175.10 has been used before. There are many things which are firsts, and a lot of shaky legal theory. My I'd put 10 to 1 odds this gets overturned, and 5 to 1 odds it happens before it gets to the supreme court.

1. Usually they charge the predicate crime.

2. FECA has never been used as a predicate crime.

3. I don't believe a campaign finance reporting violation has been tried as election interference.

4. There are a lot of unsettled questions about these laws like can 175.10 point to a federal crime? Is hasn't been prosecuted that way before. Can it point to FECA despite FECA's broad preemption?

Law professors discussing these issues below.

https://shugerblogcom.wordpress.com/2023/04/04/a-potential-p...

https://law.syracuse.edu/news/professor-gregory-germain-writ...

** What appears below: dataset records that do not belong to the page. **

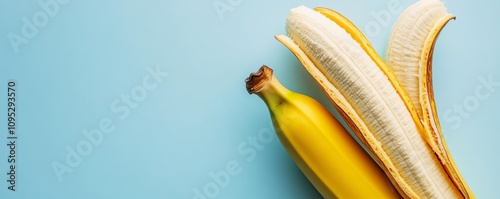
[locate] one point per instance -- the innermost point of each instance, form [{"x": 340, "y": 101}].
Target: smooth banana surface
[
  {"x": 370, "y": 98},
  {"x": 409, "y": 53},
  {"x": 321, "y": 147}
]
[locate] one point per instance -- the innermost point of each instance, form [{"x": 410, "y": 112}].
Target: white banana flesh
[
  {"x": 409, "y": 53},
  {"x": 370, "y": 102}
]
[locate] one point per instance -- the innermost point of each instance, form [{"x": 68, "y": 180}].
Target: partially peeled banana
[{"x": 389, "y": 104}]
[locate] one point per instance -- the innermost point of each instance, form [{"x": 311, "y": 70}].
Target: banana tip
[{"x": 257, "y": 80}]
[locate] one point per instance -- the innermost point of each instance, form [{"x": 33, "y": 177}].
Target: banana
[
  {"x": 409, "y": 53},
  {"x": 370, "y": 98},
  {"x": 321, "y": 147}
]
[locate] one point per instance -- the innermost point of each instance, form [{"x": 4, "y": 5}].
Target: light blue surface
[{"x": 199, "y": 118}]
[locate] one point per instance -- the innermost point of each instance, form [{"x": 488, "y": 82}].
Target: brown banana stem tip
[{"x": 257, "y": 80}]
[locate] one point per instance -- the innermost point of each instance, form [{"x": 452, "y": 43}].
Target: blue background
[{"x": 90, "y": 53}]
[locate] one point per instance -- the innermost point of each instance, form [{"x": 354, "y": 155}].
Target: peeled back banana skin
[
  {"x": 409, "y": 53},
  {"x": 370, "y": 98}
]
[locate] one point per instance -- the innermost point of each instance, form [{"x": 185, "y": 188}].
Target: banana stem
[{"x": 264, "y": 84}]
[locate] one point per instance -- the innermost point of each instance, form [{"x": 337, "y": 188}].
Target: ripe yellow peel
[
  {"x": 420, "y": 24},
  {"x": 429, "y": 111},
  {"x": 320, "y": 146},
  {"x": 356, "y": 123},
  {"x": 352, "y": 119},
  {"x": 357, "y": 35}
]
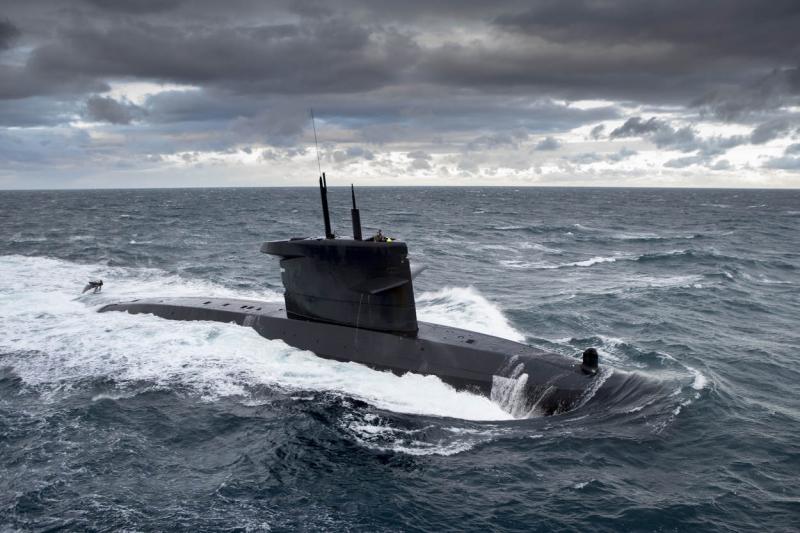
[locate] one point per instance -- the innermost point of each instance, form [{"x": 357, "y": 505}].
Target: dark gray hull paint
[{"x": 525, "y": 380}]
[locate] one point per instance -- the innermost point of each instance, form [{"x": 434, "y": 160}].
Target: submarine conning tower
[{"x": 353, "y": 282}]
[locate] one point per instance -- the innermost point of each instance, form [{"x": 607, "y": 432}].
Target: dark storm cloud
[
  {"x": 686, "y": 139},
  {"x": 469, "y": 75},
  {"x": 330, "y": 56}
]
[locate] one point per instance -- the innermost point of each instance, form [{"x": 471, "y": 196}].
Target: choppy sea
[{"x": 115, "y": 421}]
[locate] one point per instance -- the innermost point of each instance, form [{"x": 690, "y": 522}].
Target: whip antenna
[{"x": 316, "y": 144}]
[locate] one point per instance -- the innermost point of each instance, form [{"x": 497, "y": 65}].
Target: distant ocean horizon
[{"x": 116, "y": 421}]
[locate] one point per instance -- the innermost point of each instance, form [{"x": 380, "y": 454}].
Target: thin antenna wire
[{"x": 315, "y": 140}]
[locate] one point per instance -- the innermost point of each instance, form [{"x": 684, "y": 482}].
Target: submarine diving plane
[{"x": 353, "y": 300}]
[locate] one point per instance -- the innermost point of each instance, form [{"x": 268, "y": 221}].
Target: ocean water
[{"x": 113, "y": 421}]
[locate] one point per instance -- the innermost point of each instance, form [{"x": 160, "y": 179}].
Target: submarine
[{"x": 352, "y": 300}]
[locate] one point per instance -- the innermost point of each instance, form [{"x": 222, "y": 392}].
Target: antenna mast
[{"x": 316, "y": 144}]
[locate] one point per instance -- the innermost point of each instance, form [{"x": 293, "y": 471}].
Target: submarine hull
[{"x": 522, "y": 379}]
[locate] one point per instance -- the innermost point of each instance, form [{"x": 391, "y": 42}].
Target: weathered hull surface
[{"x": 523, "y": 379}]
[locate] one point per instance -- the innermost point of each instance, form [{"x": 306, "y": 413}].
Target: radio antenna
[{"x": 316, "y": 144}]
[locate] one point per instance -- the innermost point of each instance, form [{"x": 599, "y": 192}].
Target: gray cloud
[
  {"x": 353, "y": 152},
  {"x": 770, "y": 130},
  {"x": 622, "y": 154},
  {"x": 105, "y": 109},
  {"x": 783, "y": 163},
  {"x": 8, "y": 33},
  {"x": 597, "y": 132},
  {"x": 722, "y": 164},
  {"x": 683, "y": 162},
  {"x": 636, "y": 127},
  {"x": 454, "y": 76},
  {"x": 136, "y": 6},
  {"x": 548, "y": 143}
]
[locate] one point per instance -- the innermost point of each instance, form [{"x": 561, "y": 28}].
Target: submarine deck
[{"x": 462, "y": 358}]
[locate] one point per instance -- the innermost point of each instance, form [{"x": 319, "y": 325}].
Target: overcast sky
[{"x": 158, "y": 93}]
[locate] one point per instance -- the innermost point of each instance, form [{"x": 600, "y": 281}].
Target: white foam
[
  {"x": 56, "y": 339},
  {"x": 593, "y": 261},
  {"x": 465, "y": 307}
]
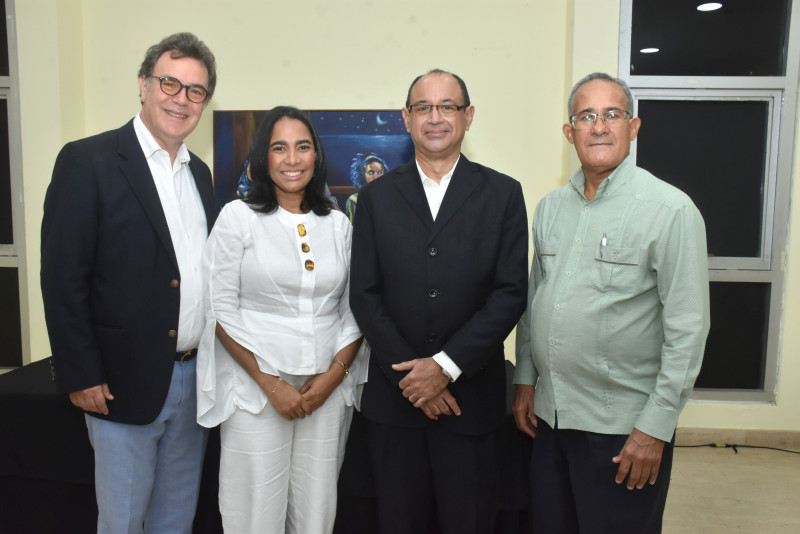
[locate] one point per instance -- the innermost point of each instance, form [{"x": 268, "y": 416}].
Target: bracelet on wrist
[
  {"x": 344, "y": 366},
  {"x": 271, "y": 393}
]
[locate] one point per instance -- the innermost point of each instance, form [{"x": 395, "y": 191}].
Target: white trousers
[{"x": 278, "y": 476}]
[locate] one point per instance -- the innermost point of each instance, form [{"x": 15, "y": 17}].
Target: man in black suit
[
  {"x": 438, "y": 279},
  {"x": 125, "y": 219}
]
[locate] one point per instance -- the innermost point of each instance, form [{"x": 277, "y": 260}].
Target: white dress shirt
[
  {"x": 293, "y": 320},
  {"x": 188, "y": 228},
  {"x": 435, "y": 194}
]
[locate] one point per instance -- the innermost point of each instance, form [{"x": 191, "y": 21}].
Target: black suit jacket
[
  {"x": 458, "y": 284},
  {"x": 110, "y": 278}
]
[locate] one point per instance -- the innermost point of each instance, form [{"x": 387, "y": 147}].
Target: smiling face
[
  {"x": 170, "y": 119},
  {"x": 291, "y": 161},
  {"x": 601, "y": 148},
  {"x": 437, "y": 136}
]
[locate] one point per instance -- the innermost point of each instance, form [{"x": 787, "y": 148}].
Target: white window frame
[{"x": 13, "y": 255}]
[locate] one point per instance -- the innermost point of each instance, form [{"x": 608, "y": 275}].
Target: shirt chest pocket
[{"x": 616, "y": 269}]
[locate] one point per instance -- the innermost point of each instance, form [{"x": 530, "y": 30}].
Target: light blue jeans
[{"x": 147, "y": 477}]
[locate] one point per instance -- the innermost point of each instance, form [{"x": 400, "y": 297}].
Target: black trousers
[
  {"x": 417, "y": 469},
  {"x": 573, "y": 487}
]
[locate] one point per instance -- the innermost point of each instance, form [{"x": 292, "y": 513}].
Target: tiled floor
[{"x": 718, "y": 491}]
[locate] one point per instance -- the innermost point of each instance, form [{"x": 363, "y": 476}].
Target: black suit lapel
[
  {"x": 205, "y": 188},
  {"x": 463, "y": 182},
  {"x": 133, "y": 166},
  {"x": 409, "y": 184}
]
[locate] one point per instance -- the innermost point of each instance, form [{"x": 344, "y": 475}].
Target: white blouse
[{"x": 293, "y": 320}]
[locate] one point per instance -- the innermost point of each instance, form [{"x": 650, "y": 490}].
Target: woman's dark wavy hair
[{"x": 262, "y": 197}]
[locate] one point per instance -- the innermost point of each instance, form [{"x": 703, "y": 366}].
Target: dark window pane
[
  {"x": 743, "y": 38},
  {"x": 3, "y": 40},
  {"x": 10, "y": 331},
  {"x": 736, "y": 350},
  {"x": 715, "y": 151}
]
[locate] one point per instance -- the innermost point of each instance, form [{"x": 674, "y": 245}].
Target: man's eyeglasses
[
  {"x": 426, "y": 109},
  {"x": 172, "y": 86},
  {"x": 615, "y": 117}
]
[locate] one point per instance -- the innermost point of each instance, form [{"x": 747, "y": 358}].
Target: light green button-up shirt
[{"x": 618, "y": 309}]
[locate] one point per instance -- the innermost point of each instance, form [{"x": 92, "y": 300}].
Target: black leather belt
[{"x": 185, "y": 356}]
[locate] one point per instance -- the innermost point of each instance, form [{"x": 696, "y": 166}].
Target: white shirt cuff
[{"x": 448, "y": 365}]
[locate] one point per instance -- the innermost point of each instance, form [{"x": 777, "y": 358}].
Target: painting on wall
[{"x": 359, "y": 145}]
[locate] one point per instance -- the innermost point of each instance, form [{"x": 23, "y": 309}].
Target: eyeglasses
[
  {"x": 172, "y": 86},
  {"x": 584, "y": 121},
  {"x": 426, "y": 109},
  {"x": 301, "y": 229}
]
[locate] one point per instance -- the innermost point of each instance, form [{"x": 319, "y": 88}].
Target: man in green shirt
[{"x": 613, "y": 336}]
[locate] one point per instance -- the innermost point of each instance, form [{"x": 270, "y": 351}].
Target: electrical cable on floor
[{"x": 736, "y": 447}]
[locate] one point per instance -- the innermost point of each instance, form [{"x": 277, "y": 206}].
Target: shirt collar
[
  {"x": 149, "y": 144},
  {"x": 445, "y": 179}
]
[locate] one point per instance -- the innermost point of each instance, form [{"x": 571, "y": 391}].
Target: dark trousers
[
  {"x": 416, "y": 469},
  {"x": 573, "y": 487}
]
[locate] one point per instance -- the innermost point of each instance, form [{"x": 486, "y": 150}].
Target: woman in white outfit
[{"x": 276, "y": 364}]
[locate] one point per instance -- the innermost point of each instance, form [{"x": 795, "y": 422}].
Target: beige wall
[{"x": 79, "y": 59}]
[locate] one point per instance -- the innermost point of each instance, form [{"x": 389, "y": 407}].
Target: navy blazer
[
  {"x": 457, "y": 284},
  {"x": 110, "y": 278}
]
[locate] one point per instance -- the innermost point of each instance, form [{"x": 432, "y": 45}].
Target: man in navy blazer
[
  {"x": 125, "y": 219},
  {"x": 438, "y": 280}
]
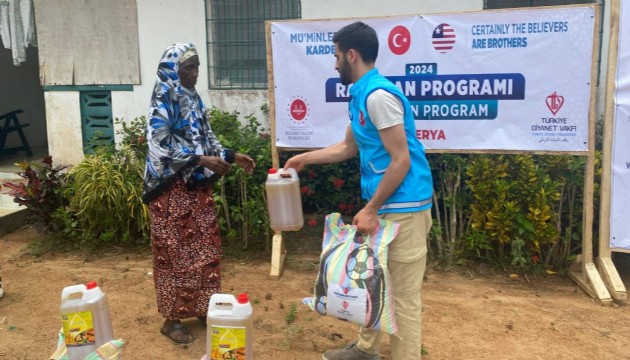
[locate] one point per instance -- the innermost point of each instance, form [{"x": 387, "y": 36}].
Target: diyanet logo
[
  {"x": 554, "y": 102},
  {"x": 298, "y": 110}
]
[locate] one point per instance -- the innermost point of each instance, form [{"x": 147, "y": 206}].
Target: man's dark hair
[{"x": 360, "y": 37}]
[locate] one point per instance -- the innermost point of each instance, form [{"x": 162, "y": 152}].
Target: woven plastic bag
[
  {"x": 353, "y": 279},
  {"x": 111, "y": 350}
]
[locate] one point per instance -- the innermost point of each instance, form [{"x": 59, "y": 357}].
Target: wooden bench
[{"x": 9, "y": 123}]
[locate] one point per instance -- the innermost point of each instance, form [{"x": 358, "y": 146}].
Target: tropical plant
[
  {"x": 240, "y": 198},
  {"x": 41, "y": 193}
]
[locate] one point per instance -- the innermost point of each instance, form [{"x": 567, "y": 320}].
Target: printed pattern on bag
[{"x": 353, "y": 279}]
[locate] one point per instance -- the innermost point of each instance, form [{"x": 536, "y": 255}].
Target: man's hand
[
  {"x": 366, "y": 221},
  {"x": 245, "y": 162},
  {"x": 297, "y": 162},
  {"x": 215, "y": 164}
]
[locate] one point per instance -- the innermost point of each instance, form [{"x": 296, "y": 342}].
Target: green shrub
[
  {"x": 240, "y": 198},
  {"x": 513, "y": 202},
  {"x": 104, "y": 192}
]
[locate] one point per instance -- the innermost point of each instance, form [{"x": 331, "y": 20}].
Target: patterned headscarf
[{"x": 177, "y": 129}]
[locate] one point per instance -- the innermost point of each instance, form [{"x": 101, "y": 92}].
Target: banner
[
  {"x": 492, "y": 80},
  {"x": 620, "y": 186}
]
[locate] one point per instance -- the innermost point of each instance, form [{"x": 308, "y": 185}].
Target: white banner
[
  {"x": 492, "y": 80},
  {"x": 620, "y": 187}
]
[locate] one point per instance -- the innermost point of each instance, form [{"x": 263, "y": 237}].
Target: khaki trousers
[{"x": 406, "y": 262}]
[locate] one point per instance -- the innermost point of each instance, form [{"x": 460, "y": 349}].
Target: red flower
[{"x": 338, "y": 183}]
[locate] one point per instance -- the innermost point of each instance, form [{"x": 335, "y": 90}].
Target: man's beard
[{"x": 345, "y": 73}]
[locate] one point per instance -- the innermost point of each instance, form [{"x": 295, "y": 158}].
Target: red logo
[
  {"x": 554, "y": 102},
  {"x": 399, "y": 40},
  {"x": 298, "y": 109}
]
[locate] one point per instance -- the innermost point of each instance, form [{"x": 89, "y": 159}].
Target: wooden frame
[{"x": 605, "y": 265}]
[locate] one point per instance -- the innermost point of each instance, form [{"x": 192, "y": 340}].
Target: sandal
[{"x": 171, "y": 329}]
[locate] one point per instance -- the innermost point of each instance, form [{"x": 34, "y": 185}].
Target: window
[
  {"x": 503, "y": 4},
  {"x": 235, "y": 30}
]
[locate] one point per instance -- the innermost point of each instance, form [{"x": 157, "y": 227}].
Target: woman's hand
[
  {"x": 215, "y": 164},
  {"x": 245, "y": 162}
]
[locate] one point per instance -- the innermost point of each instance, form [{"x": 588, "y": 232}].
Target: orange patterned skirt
[{"x": 186, "y": 248}]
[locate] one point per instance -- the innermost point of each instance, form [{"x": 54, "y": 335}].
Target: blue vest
[{"x": 416, "y": 191}]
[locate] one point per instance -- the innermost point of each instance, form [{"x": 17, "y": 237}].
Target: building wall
[
  {"x": 63, "y": 115},
  {"x": 20, "y": 89},
  {"x": 249, "y": 101}
]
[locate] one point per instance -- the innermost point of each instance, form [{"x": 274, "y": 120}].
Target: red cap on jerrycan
[{"x": 242, "y": 298}]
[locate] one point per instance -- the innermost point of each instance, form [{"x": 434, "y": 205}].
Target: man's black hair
[{"x": 360, "y": 37}]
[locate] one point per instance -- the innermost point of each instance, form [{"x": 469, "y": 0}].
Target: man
[{"x": 395, "y": 179}]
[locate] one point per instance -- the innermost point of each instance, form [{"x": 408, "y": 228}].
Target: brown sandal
[{"x": 171, "y": 329}]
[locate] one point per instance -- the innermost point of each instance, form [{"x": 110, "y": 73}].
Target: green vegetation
[{"x": 520, "y": 212}]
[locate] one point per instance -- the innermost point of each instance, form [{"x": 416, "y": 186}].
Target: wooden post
[
  {"x": 586, "y": 276},
  {"x": 604, "y": 261},
  {"x": 278, "y": 252}
]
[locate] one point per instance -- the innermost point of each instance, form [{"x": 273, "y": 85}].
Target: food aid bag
[{"x": 353, "y": 282}]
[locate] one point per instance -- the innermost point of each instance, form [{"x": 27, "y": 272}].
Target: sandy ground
[{"x": 475, "y": 314}]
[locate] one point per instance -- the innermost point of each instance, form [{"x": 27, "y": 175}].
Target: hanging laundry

And the CNN legal analyst that was covering the case? https://nymag.com/intelligencer/article/trump-was-convicted-...

The examples in the article tie the business records crime to another crime that’s at least charged, things like insurance fraud, failing to pay taxes, fraudulently obtaining government benefits, etc. Remarkably, prosecutors couldn’t find evidence of “Kinpin” Trump doing any of those things.

The problem with the Trump prosecution is that it is predicated on an uncharged and rarely used election law crime, and that in turn is predicated on an uncharged federal campaign finance crime. It’s a double bank shot. It’s fair to say that prosecutors didn’t have occasion to charge someone else with a documents crime in connection with an election law crime. But there’s not a single example in your list where prosecutors upgraded the documents crime to a felony based on a chain of two other, uncharged, crimes that relate to far-flung areas of the law.

On top of that, the uncharged predicate crimes have been interpreted in a sweeping way. According to New York prosecutors, agreeing with others to suppress bad news during a campaign is criminal election interference, so long as it can be connected to any other “unlawful” act.

Then the third piece, the unlawful act underpinning the election interference charge, is a federal campaign finance violation that SDNY declined to prosecute, and which New York couldn’t have brought against Trump.

There’s the statute of limitations and jurisdictional issues: none of the claims could have been brought by themselves. There’s the due process issue: because they were not charged, Trump’s counsel had no way to challenge the novel interpretations of the election interference and election law charges.

Cuomo (the former NY AG) and Honig (a former federal prosecutor) are correct. A case based on such an elaborate legal theory with as much hair on it as this one had would not have been brought unless the defendant was Donald Trump.

This case was architected by Carey Dunne, my former boss at Davis Polk. If this case had instead been brought against a gang member, him and folks at Davis Polk would be lining up to do the appeal. But instead they have abandoned the principles of the legal profession and are looking the other way out of class loyalty. It’s shameful and a stain on the profession.

Ultimately the prosecution proved Trump’s indictment of the professional managerial class. They cannot be trusted to uphold the principles of their professions, and will abuse the authority those professions confer to advance their own ideological agendas.


There goes the draft Cuomo movement.